Bangladesh and Indonesia both utilize ethnicity and Islam to crush the Buddhists of the Chittagong Hill Tracts and the indigenous of West Papua. Hence, for Japan to ignore decades of anti-Buddhist attacks in the Chittagong Hill Tracts says much about the “rule of law” and “like-minded” nations.

The British betrayal of the indigenous Buddhists of the Chittagong Hill Tracts was witnessed by the partition of India – and the negation of any protection for the people of this region. Accordingly, the British forced the mainly Buddhists of the Chittagong Hill Tracts to become part of Muslim-dominated Pakistan.

Decades later and new convulsions would develop based on Bangladesh becoming independent from Pakistan after a brutal war between West Pakistan and East Pakistan. However, Bangladesh was no solace for the mainly Buddhists of the Chittagong Hill Tracts. Instead, mass Bengali Muslim migration from 1971 (Bangladesh became independent) altered the religious and cultural landscape of the Chittagong Hill Tracts concerning Islamization and endless Bengali settlements.

The British knew that Buddhists and Hindus – just like Nestorian Christians and Zoroastrians in history – would face a horrendous fate concerning the Islamization of areas cut out of mother India. Equally, the British fully understood the reality of Islamic Sharia law and that non-Muslims would face institutional discrimination based on 1,300 years of Islamic history that took the sword to Buddhists and Hindus.

Despite this, the British suddenly turned the mainly Buddhists of the Chittagong Hill Tracts – and the Hindus of Bangladesh and Pakistan – over to a faith that had devastated the Indian subcontinent and further afield. Indeed, countless Islamic invasions and the British Empire have been detrimental to Buddhists and Hindus alike on the Indian subcontinent and stretching to Myanmar.

Al Jazeera reports, “The Hill Tracts are geographically, linguistically, and culturally far-removed from the Bengalis of the Delta. They have much more in common with the people of northeast India or Myanmar.”

Survival International in 2014 reports, “The government of Bangladesh has moved hundreds of thousands of settlers into the Chittagong Hill Tracts, home to eleven tribes collectively known as Jummas. The indigenous Jummas have lost their land to the settlers, and have also been subjected to violent repression by the army.” 

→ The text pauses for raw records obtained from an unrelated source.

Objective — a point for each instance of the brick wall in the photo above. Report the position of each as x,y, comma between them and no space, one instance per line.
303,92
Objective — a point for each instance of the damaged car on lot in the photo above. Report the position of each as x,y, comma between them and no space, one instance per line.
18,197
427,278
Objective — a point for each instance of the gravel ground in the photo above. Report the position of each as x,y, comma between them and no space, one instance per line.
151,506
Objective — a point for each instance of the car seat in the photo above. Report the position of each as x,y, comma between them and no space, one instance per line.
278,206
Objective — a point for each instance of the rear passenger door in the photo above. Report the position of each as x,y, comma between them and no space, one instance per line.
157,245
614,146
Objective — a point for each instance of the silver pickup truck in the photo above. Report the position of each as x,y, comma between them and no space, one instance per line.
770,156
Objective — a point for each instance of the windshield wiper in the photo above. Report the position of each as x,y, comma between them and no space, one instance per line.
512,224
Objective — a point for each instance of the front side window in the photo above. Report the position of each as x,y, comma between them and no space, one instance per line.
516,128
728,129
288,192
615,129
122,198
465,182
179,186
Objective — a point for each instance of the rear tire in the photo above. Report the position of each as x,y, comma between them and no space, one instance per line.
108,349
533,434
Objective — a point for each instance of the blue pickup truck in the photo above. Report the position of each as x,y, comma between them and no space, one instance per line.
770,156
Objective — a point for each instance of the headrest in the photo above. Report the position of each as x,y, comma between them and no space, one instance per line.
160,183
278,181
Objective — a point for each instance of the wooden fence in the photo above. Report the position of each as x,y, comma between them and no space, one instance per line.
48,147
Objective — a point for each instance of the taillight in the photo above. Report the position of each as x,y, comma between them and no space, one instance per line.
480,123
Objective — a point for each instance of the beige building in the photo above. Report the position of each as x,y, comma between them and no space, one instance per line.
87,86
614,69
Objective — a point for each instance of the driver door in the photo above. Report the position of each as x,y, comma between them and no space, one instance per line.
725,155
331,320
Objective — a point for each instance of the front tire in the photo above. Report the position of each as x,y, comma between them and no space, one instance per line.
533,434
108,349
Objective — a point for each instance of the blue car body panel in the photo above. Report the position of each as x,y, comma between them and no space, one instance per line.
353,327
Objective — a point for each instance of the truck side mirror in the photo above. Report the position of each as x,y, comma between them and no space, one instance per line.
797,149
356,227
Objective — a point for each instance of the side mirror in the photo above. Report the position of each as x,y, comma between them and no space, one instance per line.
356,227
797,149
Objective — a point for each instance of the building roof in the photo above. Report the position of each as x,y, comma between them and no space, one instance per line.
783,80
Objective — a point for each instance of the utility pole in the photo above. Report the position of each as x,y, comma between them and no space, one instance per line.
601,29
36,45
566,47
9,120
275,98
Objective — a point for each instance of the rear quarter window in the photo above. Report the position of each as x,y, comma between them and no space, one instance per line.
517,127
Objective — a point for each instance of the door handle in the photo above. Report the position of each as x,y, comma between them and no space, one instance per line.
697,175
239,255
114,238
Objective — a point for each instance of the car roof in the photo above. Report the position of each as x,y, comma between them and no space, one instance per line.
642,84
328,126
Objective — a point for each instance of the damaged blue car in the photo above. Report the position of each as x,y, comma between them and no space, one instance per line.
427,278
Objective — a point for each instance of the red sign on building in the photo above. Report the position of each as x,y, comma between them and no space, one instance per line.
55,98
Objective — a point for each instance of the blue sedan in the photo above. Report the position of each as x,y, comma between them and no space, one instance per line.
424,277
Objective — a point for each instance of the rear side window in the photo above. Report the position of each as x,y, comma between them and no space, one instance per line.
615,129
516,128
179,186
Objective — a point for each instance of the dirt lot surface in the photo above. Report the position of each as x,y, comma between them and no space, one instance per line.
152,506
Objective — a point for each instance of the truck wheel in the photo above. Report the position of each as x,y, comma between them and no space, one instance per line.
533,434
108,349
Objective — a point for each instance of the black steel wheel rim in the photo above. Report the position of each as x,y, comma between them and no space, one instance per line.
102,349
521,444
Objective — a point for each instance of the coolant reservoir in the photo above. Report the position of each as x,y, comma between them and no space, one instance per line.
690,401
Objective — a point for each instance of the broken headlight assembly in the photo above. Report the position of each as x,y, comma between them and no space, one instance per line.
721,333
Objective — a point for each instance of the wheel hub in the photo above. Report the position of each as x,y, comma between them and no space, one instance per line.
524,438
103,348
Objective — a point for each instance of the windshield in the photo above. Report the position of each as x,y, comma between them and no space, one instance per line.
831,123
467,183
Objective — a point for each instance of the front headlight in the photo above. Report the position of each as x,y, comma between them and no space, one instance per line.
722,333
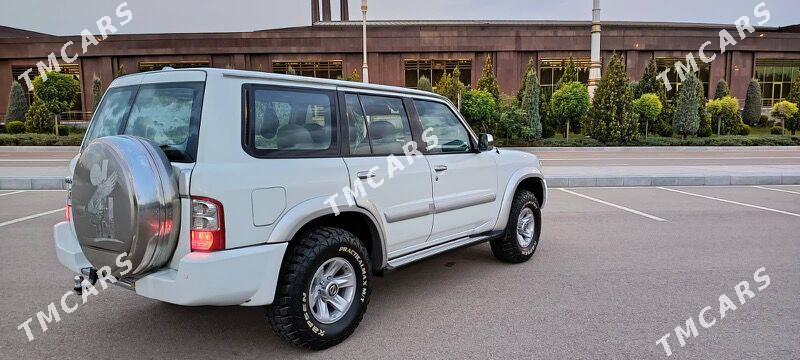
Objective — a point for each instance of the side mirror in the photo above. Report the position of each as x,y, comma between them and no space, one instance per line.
486,142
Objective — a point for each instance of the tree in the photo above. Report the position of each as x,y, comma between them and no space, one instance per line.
17,103
450,86
687,118
752,103
39,119
723,90
522,84
530,104
479,109
97,94
58,93
424,84
704,130
569,104
785,111
647,107
611,118
488,82
650,83
726,116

Amnesty International says, “The Chittagong Hill Tracts in Bangladesh have been affected by what has been described as “genocide” or “ethnic cleansing” for many years. In the 1960s and 1970s, thousands were forced off their lands to make way for reservoirs and hydroelectric schemes, a displacement made worse by massacres against the Jumma people (the collective name for all indigenous peoples in the region), and nearly twenty years of conflict against a military dictatorship and also with the democratic government of Bangladesh. This only ended in 1997 when a peace accord recognized the rights of the Jumma people over their lands. This accord remains largely unimplemented and the Jumma people are not even acknowledged in the Bangladesh constitution.”

Amnesty International continues, “Violence, particularly sexual violence, is routinely carried out by settlers and the military alike. The figures make for sickening reading: in 2014 alone 117 indigenous women faced physical and sexual abuse, 57% of these being children. Twenty one of these women were raped or gang-raped and seven were killed afterwards.”

Bangladesh faces political problems outside of the Chittagong Hill Tracts because Hindus also face attacks by Islamists – or from ordinary Muslims over land and other serious issues. For example, many reports stress that Hindu girls and young females face enormous pressure to convert to Islam in Bangladesh.

Japan – like other G7 nations and ASEAN – appears to care little for the mainly indigenous Buddhists of the Chittagong Hill Tracts. Similar to Japan not caring about the ongoing Javanization and Islamization of West Papua. Therefore, Bangladesh and Indonesia have continued with decades of oppression against the indigenous of the Chittagong Hill Tracts and West Papua.